O presidente da comissão especial responsável na Câmara dos Deputados pelo projeto conhecido como Escola Sem Partido (PL 7180/14), deputado Marcos Rogério (DEM-RO) encerrou nesta terça-feira (11) os trabalhos do colegiado sem que fosse votado o parecer do relator, deputado Flavinho (PSC-SP), e projeto será arquivado.

O Escola Sem Partido proíbe que professores manifestem posicionamentos políticos ou ideológicos em sala de aula e o ensino da “ideologia de gênero”. É um dos projetos polêmicos discutido durante o ano de 2018, tanto nas eleições quanto nas redes sociais. Professores são chamados de “doutrinadores” por alguns deputados, enquanto a oposição destaca a necessidade da liberdade de pensamento do professor para a construção do pensamento crítico do aluno, o que seria coibido mediante implantação do Escola Sem Partido.
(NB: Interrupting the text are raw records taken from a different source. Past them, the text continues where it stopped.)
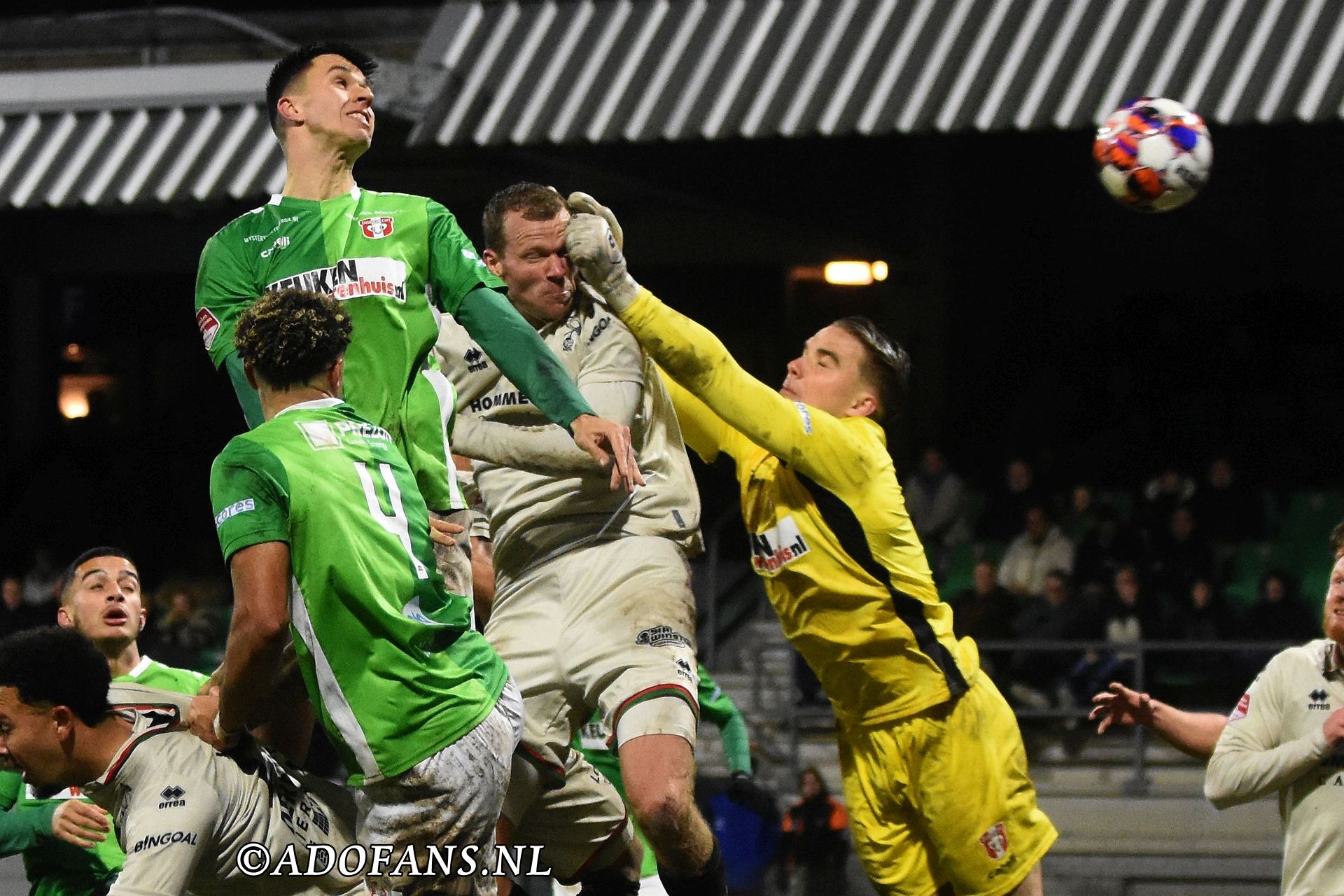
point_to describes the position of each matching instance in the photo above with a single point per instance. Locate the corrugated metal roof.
(179, 153)
(127, 136)
(605, 70)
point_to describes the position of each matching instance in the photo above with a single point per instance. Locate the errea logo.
(174, 797)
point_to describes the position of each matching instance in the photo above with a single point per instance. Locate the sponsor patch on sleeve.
(234, 510)
(806, 418)
(209, 326)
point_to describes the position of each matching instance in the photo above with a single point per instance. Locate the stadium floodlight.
(853, 273)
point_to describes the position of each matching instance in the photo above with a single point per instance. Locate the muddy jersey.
(536, 516)
(183, 813)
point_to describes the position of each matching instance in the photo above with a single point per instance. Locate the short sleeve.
(225, 289)
(612, 354)
(249, 493)
(454, 266)
(166, 846)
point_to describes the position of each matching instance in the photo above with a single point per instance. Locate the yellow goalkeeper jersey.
(828, 526)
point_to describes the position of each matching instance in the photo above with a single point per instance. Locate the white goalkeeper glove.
(596, 253)
(585, 204)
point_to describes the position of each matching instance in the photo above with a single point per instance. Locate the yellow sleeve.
(808, 440)
(702, 430)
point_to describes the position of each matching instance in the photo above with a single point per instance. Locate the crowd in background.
(1186, 559)
(1198, 559)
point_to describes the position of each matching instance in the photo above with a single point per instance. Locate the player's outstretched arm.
(257, 638)
(526, 360)
(811, 442)
(1195, 734)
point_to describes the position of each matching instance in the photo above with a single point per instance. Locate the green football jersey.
(387, 654)
(594, 741)
(385, 255)
(54, 867)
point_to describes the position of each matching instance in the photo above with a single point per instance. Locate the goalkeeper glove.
(598, 258)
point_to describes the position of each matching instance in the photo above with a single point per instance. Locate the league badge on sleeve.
(377, 227)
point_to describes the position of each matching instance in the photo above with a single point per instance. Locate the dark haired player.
(396, 262)
(593, 608)
(183, 813)
(67, 844)
(327, 540)
(933, 763)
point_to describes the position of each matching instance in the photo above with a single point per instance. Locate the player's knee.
(662, 811)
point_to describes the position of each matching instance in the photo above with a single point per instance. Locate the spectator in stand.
(1006, 507)
(1132, 615)
(182, 628)
(1041, 548)
(986, 612)
(1226, 510)
(1278, 614)
(748, 825)
(1037, 678)
(1202, 617)
(815, 843)
(15, 614)
(936, 498)
(1079, 519)
(1110, 546)
(42, 584)
(1161, 496)
(1182, 555)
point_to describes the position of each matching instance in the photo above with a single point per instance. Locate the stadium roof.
(124, 136)
(574, 71)
(569, 71)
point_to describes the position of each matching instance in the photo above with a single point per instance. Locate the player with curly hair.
(327, 539)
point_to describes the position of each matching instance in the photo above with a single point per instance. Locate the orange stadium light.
(853, 273)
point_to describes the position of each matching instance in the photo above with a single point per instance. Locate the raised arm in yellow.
(934, 770)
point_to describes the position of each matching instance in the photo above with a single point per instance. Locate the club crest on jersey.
(995, 841)
(777, 547)
(377, 227)
(209, 326)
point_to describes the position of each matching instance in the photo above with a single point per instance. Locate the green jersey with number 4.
(388, 656)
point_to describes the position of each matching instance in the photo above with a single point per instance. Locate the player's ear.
(864, 406)
(493, 264)
(289, 112)
(64, 722)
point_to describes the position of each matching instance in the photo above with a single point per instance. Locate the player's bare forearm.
(1195, 734)
(258, 634)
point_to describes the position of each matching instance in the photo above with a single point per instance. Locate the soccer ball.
(1154, 153)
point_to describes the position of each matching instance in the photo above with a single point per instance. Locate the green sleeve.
(11, 788)
(521, 354)
(717, 708)
(249, 492)
(454, 267)
(248, 397)
(24, 828)
(225, 288)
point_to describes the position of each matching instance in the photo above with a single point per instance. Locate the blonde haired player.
(933, 764)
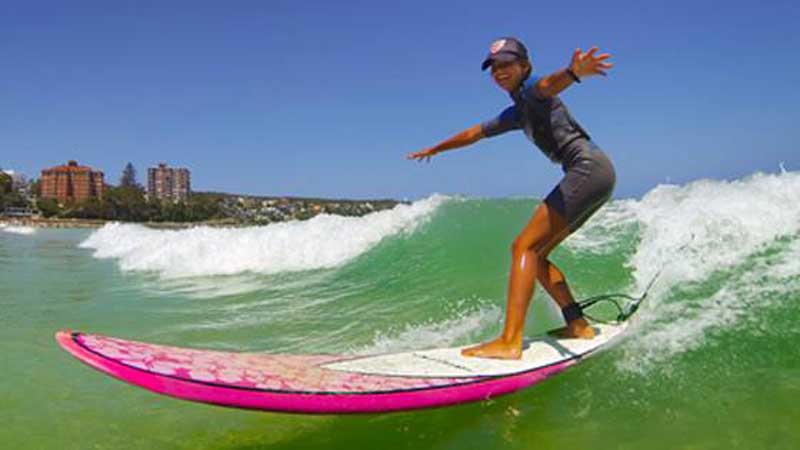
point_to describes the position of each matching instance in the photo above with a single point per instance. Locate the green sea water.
(711, 361)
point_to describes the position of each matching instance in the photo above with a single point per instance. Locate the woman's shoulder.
(530, 92)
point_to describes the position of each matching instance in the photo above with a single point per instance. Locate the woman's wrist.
(573, 75)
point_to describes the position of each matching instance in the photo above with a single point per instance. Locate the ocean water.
(711, 362)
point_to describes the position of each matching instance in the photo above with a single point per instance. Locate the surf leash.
(624, 313)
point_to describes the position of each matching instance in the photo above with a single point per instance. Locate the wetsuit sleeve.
(507, 120)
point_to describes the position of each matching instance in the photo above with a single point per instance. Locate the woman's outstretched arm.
(582, 65)
(467, 137)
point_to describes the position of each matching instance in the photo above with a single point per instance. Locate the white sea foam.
(603, 231)
(324, 241)
(695, 231)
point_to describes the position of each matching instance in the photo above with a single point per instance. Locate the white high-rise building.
(167, 183)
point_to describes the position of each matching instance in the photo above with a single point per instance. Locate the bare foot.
(577, 329)
(497, 349)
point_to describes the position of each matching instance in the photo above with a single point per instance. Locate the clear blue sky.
(326, 98)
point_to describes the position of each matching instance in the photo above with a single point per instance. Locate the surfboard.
(330, 384)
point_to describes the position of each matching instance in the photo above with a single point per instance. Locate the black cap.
(505, 49)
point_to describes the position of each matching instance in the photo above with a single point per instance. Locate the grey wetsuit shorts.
(588, 182)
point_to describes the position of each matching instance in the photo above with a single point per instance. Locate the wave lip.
(324, 241)
(719, 248)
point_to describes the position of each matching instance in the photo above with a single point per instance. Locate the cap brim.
(501, 56)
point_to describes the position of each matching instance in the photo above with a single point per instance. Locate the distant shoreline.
(238, 211)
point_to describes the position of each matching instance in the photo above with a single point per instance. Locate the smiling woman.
(587, 184)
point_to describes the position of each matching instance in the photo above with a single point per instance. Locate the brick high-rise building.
(71, 183)
(168, 183)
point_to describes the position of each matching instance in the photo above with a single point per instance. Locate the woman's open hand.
(586, 64)
(422, 155)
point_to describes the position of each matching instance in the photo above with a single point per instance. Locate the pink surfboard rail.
(282, 382)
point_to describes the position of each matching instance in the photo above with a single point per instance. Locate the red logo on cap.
(497, 45)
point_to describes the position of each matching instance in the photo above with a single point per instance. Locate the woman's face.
(508, 75)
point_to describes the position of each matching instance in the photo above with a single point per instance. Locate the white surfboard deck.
(539, 352)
Após 12 sessões, cerca de 60 horas de acalorado debate, o deputado Marcos Rogério (DEM-RO), que presidiu os trabalhos, criticou em seu discurso final os parlamentares favoráveis ao projeto por não terem comparecido às reuniões:“A oposição cumpriu o seu papel, ela fez uma obstrução sistemática, com a presença dos parlamentares. A maioria absoluta dos parlamentares que são favoráveis, vinham votar e saiam da comissão. Isso acabou gerando esse ambiente que não permitiu a votação”, diz Marcos Rogério. O deputado buscou em várias sessões adiar ou atrasar a chamada da votação para ter quórum favorável, como este cenário não se apresentou, optou por não chamar a votação.

A oposição comemorou o arquivamento do projeto. A deputada Erika Kokay (PT-DF), em discurso no final na sessão, disse que “o trabalho de obstrução segue em 2019”. Isso porque o projeto pode ser colocado em pauta para votação no próximo governo, e tem o apoio do presidente eleito, Jair Bolsonaro.